Early Utah and Idaho settlers lived simply, worked hard
The first significant irrigation project in the West developed as a grim struggle for survival and, interestingly enough, the water was diverted to irrigate potatoes. In 1847, the first band of Mormon pioneers, having traveled many miles to a remote valley, built a small dam across City Creek near the present site of the Mormon Temple in Salt Lake City. They succeeded in diverting sufficient water to saturate some five acres of land. Before the day was over, they had planted their potatoes in an effort to preserve the seed.

This single event was the beginning of Western irrigation as it is practiced today.

The Mormon people by nature and by church rule operated as a cooperative community. The Mormon system of issuing shares for water and attaching water rights to the land are basic to irrigation control today. The development of irrigation in Utah by the Mormons remained for some years the only substantial private irrigation enterprise in the western states. Until 1870, no large amounts of land were under irrigation except 154,000 acres reported cultivated by Mormon settlers in 1865.

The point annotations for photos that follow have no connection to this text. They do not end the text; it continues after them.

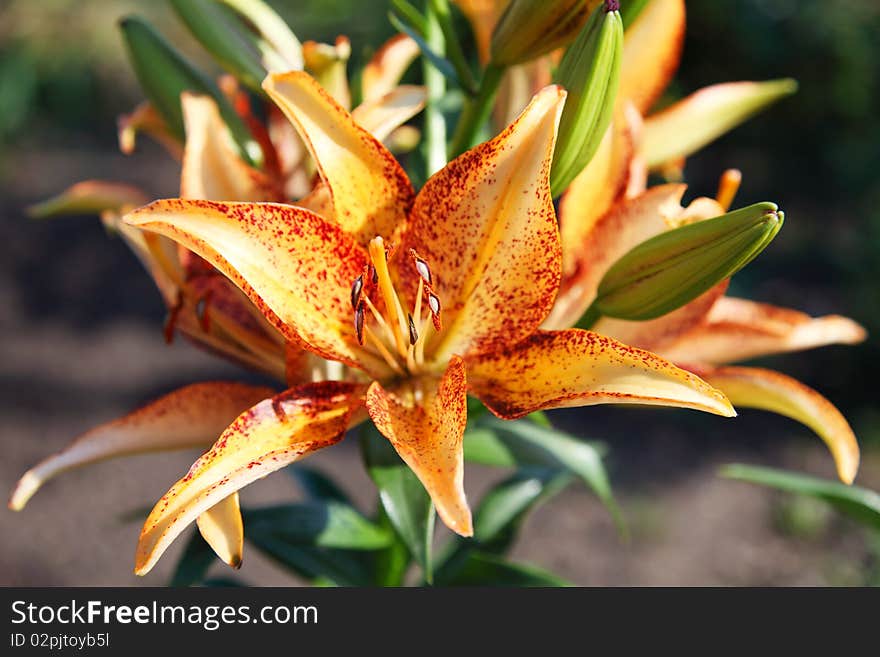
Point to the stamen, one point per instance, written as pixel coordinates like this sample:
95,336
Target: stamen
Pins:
356,289
359,322
421,267
728,186
413,334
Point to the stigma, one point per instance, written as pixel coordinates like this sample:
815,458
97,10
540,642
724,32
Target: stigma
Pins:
382,324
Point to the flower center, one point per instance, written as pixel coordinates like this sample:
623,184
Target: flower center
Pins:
385,328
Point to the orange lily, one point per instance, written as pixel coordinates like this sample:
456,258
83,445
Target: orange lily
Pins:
480,240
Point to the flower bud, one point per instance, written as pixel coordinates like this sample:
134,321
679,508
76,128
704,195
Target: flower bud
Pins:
590,72
530,28
673,268
164,74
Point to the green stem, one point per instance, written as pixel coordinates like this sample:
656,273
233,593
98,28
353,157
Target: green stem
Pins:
440,9
589,318
435,124
476,111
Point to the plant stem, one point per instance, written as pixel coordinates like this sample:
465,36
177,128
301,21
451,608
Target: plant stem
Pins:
589,318
476,111
435,124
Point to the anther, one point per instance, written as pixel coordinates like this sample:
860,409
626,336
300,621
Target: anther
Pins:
359,322
422,267
356,289
413,334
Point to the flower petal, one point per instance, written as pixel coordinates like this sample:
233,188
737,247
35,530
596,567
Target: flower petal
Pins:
771,391
738,329
626,225
212,168
651,52
387,66
370,191
427,433
685,127
269,436
592,193
192,416
294,265
485,223
222,528
382,115
555,369
655,333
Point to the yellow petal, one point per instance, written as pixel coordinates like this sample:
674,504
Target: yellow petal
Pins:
425,421
482,15
592,193
685,127
294,265
626,225
655,333
555,369
223,530
738,329
190,417
771,391
370,191
651,52
269,436
383,114
212,169
485,223
387,66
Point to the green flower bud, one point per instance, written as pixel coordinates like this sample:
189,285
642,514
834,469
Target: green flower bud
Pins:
164,74
590,72
530,28
673,268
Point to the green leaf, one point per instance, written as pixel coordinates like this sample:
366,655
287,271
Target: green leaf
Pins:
861,504
440,63
317,485
521,443
223,38
319,523
402,496
340,567
489,570
196,560
390,564
164,74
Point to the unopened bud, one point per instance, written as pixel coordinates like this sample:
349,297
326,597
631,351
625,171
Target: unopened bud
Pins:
675,267
530,28
590,72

In Idaho, the Mormon communities were not so concentrated and the efforts of individual farmers to put water on their land were too costly. Adding to the problems was a lack of technical know-how. Land easy to irrigate next to natural waterways was quickly settled, but the many arid acres beyond proved a unique challenge for the Idaho farmer.

Perhaps the most important action taken nationally in behalf of irrigation in Idaho was the Carey Act of August 1894. Under the Carey Act, the so-called public land states with desert lands were offered one million federal acres each, provided they would cause the granted lands to be irrigated.

Idaho benefited from the Carey Act far more than did any other state-about 60% of all the lands irrigated in the United States under the Carey Act are in Idaho.

The construction of the Carey Act was actually threefold and included three contracts: first, involving the federal government and the state; second, the state and the construction company; and finally, the construction company and the settlers on the project. It was a unique scheme never before attempted in the United States whereby private enterprise would construct the irrigation works under state supervision and initially finance projects by mortgaging its equity in the project, issuing bonds or assigning its contracts with the settlers for the purchase of water rights. The ultimate profit would be derived from the sale of perpetual water rights to settlers on the project.